Context: Hey, readers. I’m not sure if you’ve been able to tell from my erratic posting schedule, or darker than normal humor, or (if you know me personally) lack of life in my eyes – but my job is killing me*. It all started when I cried at the DC DMV (don’t wanna talk about it) and the very sassy DMV lady in charge of my mess told me that my boss didn’t own me (true), and that life was too short to be miserable (fair), and that I could smile in my license picture (I know that; I am no longer able to smile). 

I found a new job that same day.

However, there’s a pesky matter of a 401k match that’s been keeping me at my firm. So, for the past two weeks, I (as well as several of my friends who are also leaving) have been celebrating our little wins.
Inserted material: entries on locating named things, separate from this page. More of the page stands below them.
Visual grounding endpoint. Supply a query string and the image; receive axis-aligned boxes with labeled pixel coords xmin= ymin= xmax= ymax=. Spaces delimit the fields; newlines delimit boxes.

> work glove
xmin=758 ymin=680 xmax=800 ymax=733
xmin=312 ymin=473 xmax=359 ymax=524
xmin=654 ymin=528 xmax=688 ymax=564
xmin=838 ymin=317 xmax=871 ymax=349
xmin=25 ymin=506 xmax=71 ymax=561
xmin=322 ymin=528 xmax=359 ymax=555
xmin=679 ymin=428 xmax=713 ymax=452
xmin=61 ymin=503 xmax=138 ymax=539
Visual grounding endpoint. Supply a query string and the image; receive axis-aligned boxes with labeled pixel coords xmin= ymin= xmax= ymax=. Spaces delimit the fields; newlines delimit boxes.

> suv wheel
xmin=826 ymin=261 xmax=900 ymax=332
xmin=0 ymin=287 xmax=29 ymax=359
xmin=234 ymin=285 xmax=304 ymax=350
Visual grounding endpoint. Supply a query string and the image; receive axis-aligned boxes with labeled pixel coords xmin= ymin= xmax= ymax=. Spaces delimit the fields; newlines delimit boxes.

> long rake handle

*Literally – when I tried to self-diagnose my exhaustion and constant disdain for being alive, WebMD noted that I likely had depression, anxiety, and HIV/AIDS. 
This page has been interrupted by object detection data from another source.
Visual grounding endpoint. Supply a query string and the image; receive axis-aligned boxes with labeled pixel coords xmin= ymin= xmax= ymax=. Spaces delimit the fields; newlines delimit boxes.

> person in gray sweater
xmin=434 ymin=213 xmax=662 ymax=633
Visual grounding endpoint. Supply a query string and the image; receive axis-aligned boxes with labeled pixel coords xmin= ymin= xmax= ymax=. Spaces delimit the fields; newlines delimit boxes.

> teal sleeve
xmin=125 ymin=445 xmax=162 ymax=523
As a ~millennial~, I am notorious for needing recognition for every. single. one. of my  accomplishments. Thus, below is a list of medals that I have awarded myself at some point in the past two weeks.

  1. Left bed.
  2. Left my room.
  3. Didn’t drink before noon.
  4. Left the house.
  5. Drank wine without accidentally drinking the entire bottle.*
  6. Interacted with a human.
  7. Opened my work laptop without crying.
  8. Resisted the urge to then throw my laptop out the window.
  9. Managed to get dirty clothes within a 5-foot radius of the hamper.**
  10. Listened to a playlist that is not entitled ‘Sad 90s Love Songs for your Broken Heart.’***
  11. Worn clothing that was not black.
  12. Responded to a text without first yelling at your phone “LEAVE ME ALONEEEE”
  13. Laid unmoving on your living room floor for less than 4 hours****
  14. Breathed.
  15. Ate food that was from neither a vending machine nor Uber Eats.

Honestly same.

Hey, guys – look at all my accomplishments! I’d say I’m doing pretty damn good at life. Now, what do you say we pour another bottle-sized glass of wine and have a toast? A toast to me putting pants on today!
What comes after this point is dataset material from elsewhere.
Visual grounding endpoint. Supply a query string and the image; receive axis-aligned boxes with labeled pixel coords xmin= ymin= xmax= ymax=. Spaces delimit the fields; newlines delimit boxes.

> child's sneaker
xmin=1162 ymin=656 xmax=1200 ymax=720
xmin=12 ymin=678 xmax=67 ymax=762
Wait… are you saying leggings don’t count as pants?

Never mind.

*This includes the time I poured an entire bottle of wine into a plastic water bottle and managed to spill on myself three times. Didn’t drink the whole thing technically!!!
**INTO the hamper is asking far too much from a borderline-depressed human.
***’NOTHING’S RIGHT I’M TORNNNN, I’M ALL OUT OF FAITH, THIS IS HOW IT FEELS, LYING NAKED ON THE FLOOOOR’
****My roommate found me in this state, and – upon seeing her concerned expression – I convinced her I was participating in the mannequin challenge. I think she bought it.